The afternoon of Shabbat spent on the beach in Jaffa: just me and a couple of hundred of the people whose acts I’ve been decrying in this blog, as if they’re a people of only one mind and opinion. I still decry those actions. But I can no longer see all Arabs in the same simplistic light as before.
I meandered up and down the beach among children and adults building sand castles, flying a kite, playing some sort of paddleball game, having picnics, gossiping. Sometimes some nasty Israeli pop music was blared over the loudspeakers at the lifeguards’ hut. Jellyfish lay scattered along the high water line, rather bewildered to find themselves dead all of a sudden, and looking like some glassblowing experiments gone awry. Collected 2 shells, 1 rock, and 1 jellyfish sting, quite inadvertent, I assure you. The thing rammed itself into my ankle.

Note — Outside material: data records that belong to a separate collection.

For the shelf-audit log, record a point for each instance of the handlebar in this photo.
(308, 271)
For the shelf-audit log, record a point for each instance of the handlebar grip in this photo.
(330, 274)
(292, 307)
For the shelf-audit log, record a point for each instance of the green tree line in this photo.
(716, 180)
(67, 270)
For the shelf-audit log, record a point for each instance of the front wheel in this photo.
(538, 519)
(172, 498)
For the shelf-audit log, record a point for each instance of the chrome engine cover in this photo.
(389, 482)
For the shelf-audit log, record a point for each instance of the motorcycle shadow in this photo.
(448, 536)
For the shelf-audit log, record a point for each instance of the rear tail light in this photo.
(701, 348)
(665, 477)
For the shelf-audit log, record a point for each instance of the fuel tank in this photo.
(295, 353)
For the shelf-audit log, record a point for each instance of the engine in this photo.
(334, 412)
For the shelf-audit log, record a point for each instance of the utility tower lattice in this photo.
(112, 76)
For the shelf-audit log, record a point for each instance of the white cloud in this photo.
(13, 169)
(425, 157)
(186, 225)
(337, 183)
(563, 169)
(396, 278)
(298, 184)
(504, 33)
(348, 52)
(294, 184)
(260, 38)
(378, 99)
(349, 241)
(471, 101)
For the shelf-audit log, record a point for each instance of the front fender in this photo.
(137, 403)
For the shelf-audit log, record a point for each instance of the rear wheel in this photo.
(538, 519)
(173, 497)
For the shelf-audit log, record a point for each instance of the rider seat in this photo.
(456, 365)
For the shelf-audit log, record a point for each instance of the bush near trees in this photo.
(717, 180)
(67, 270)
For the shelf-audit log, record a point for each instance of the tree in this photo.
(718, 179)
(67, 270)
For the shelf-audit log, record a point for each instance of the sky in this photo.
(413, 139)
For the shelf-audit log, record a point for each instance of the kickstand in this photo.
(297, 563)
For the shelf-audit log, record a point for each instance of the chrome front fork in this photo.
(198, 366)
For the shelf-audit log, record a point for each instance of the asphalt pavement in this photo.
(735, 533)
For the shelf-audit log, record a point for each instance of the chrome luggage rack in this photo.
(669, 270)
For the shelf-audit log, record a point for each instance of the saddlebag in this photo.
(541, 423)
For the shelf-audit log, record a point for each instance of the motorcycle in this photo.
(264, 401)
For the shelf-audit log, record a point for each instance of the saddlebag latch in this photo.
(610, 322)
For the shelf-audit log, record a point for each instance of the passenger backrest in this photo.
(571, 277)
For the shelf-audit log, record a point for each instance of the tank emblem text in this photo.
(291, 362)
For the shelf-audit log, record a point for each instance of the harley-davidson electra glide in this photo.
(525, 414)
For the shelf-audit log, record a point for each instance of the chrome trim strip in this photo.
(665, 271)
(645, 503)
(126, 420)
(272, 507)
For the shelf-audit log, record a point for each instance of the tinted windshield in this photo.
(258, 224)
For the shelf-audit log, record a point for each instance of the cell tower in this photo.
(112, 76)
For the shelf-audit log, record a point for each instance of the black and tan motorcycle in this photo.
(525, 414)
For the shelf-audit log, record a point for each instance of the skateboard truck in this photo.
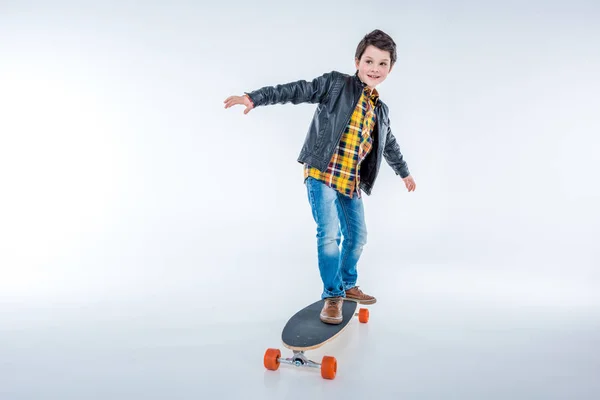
(300, 360)
(328, 365)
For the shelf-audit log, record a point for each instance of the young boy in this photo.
(347, 139)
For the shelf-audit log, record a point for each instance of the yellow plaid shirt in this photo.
(342, 173)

Walked back to the house, but I slipped out of M’s weekly pre-Havdalah teaching because it was almost all in Hebrew which, as we all know, I don’t understand yet. Very frustrating, because I’m sure I would have loved it. Sat on top of the restaurant across the street with my dinner of hummus and tea, and watched the sun set into the Mediterranean.
I came back for Havdalah itself, because that doesn’t seem to be language-dependent. And I’d finished my tea, too.